I have a query that needs to get the first and second highest sku in each members wishlist. The below query works, but it takes way too long because there’s about 9 million users and each user has about 10 wishlist items, so you can see that the query below will never finish.

SELECT MAX(CASE WHEN wl.rank = 1 THEN wl.SKU ELSE NULL END) AS [highestSku],
       MAX(CASE WHEN wl.rank = 2 THEN wl.SKU ELSE NULL END) AS [secondHighestSku],
FROM Member m
     LEFT JOIN (SELECT *
                 FROM (SELECT DENSE_RANK() OVER (PARTITION BY wl.MemberID ORDER BY wli.Price DESC) AS rank, wl.MemberID, wli.SKU
                       FROM WishListItem wli
                            INNER JOIN WishList wl ON wli.WishListID = wl.ID) T1) w ON w.MemberID = m.ID

My question is, is there a better way to get the top first and second records for each user? If not, is there a way I can optimize this query? Ideally, if I can restirct the number of tiems pulled back from the ranking query (the one with the DENSE_RANK()) that will help me out. I wanted to do something like WHERE DENDS_RANK() <= 2, but that’s not possible, and doing it outside of the brackets defeats the purpose of the soultion.

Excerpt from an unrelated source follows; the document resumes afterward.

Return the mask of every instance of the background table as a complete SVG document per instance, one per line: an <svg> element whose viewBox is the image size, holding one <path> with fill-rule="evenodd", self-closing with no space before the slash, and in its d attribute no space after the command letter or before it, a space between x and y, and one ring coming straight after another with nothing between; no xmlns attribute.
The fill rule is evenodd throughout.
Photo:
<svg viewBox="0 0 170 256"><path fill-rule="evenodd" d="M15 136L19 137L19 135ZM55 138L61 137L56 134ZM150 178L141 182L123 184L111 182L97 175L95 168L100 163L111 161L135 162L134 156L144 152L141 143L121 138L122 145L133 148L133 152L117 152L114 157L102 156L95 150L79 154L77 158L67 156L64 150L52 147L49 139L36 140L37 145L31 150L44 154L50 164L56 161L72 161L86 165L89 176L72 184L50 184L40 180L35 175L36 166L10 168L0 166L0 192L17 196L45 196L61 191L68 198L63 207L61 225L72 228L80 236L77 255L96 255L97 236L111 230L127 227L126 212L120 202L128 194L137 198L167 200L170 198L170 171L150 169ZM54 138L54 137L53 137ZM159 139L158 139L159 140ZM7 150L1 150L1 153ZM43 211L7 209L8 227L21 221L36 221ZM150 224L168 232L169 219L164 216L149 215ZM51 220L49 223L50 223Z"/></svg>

Also, this is just part of the query. I actually have even more left joins across more tables that have just as many items, and I need to get the top 1 and 2 records for each user.

And this needs to be done in one query, or as much as possible in one because I’m throwing it in a data table. I can also reduce the number of records, ie. TOP 1000, and break up the query, but I will need to be able to continue from where I left off… also, I did try TOP 1000, and after 10 minutes, I cancelled the query because I need to get all 9 million records out.